Supreme Court hears oral arguments on travel ban
The Multifaith Alliance for Syrian Refugees (MFA) joined immigrant rights groups and activists outside the Supreme Court on Wednesday, April 25 as oral arguments in Trump v. Hawaii began to decide whether the administration’s travel ban executive order violates federal law.
In its third iteration, the travel ban targets primarily people of Muslim-majority countries. The travel ban prevents them from reuniting with family, studying in the United States, seeking medical care in the U.S., and other activities that others are permitted to do under immigration law.
Representatives of the Administration have argued that the policy is not a Muslim ban, but that it is necessary to protect national security. However, during his campaign, Donald Trump called for a “total and complete shutdown of Muslims entering the United States.”
The latest data from the State Department shows that 1,891 Muslim refugees have been allowed to enter the country so far in the 2018 fiscal year. This is a 90 percent drop from the same period last year, when the U.S. admitted 18,342 Muslim refugees.

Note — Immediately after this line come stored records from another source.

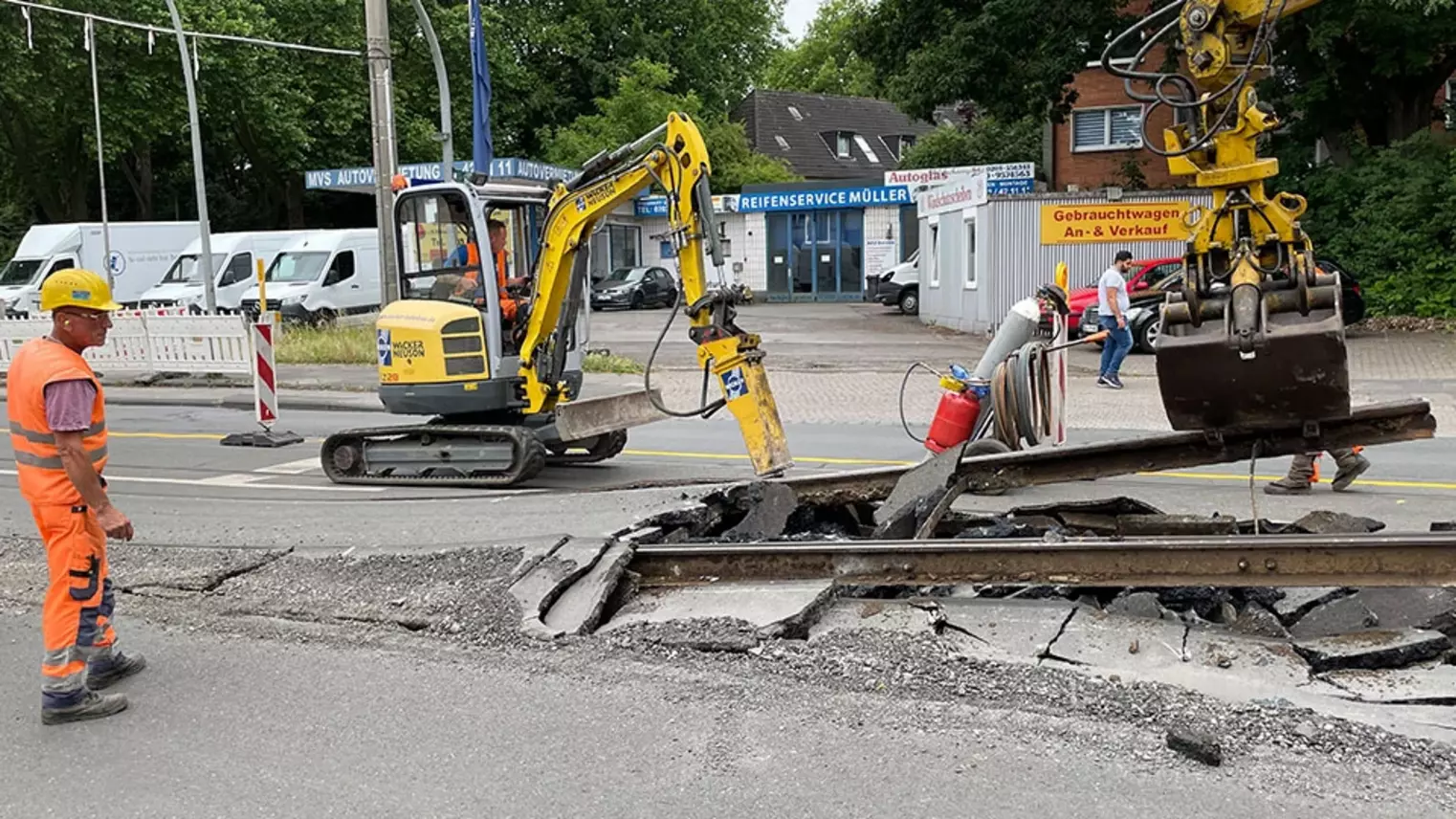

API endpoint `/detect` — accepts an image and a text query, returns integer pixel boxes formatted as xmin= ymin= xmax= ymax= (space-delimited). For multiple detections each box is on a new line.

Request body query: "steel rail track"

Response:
xmin=628 ymin=532 xmax=1456 ymax=587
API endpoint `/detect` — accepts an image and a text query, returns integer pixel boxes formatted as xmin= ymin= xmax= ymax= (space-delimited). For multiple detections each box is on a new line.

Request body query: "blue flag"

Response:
xmin=471 ymin=0 xmax=495 ymax=175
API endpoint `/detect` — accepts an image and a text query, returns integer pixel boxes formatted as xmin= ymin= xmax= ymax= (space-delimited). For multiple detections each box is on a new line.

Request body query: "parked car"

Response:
xmin=868 ymin=249 xmax=920 ymax=317
xmin=1069 ymin=259 xmax=1366 ymax=353
xmin=1041 ymin=258 xmax=1182 ymax=338
xmin=591 ymin=267 xmax=677 ymax=310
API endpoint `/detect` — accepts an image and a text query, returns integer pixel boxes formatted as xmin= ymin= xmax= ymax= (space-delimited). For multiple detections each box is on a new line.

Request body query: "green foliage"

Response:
xmin=0 ymin=0 xmax=782 ymax=237
xmin=1300 ymin=134 xmax=1456 ymax=317
xmin=851 ymin=0 xmax=1122 ymax=120
xmin=541 ymin=59 xmax=798 ymax=194
xmin=761 ymin=0 xmax=879 ymax=97
xmin=1261 ymin=0 xmax=1456 ymax=147
xmin=900 ymin=117 xmax=1041 ymax=169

Sen. Mazie K. Hirono (D-Hawaii) attended the oral arguments and spoke to the crowd outside afterwards about her state's case against the travel ban. “If the Supreme Court allows this action by this president to stand, my fear is we don’t know what he will do next to hurt other immigrant communities or minorities,” Sen. Hirono said. “This is no time to be giving up anything.”
A decision from the Supreme Court is expected by late June.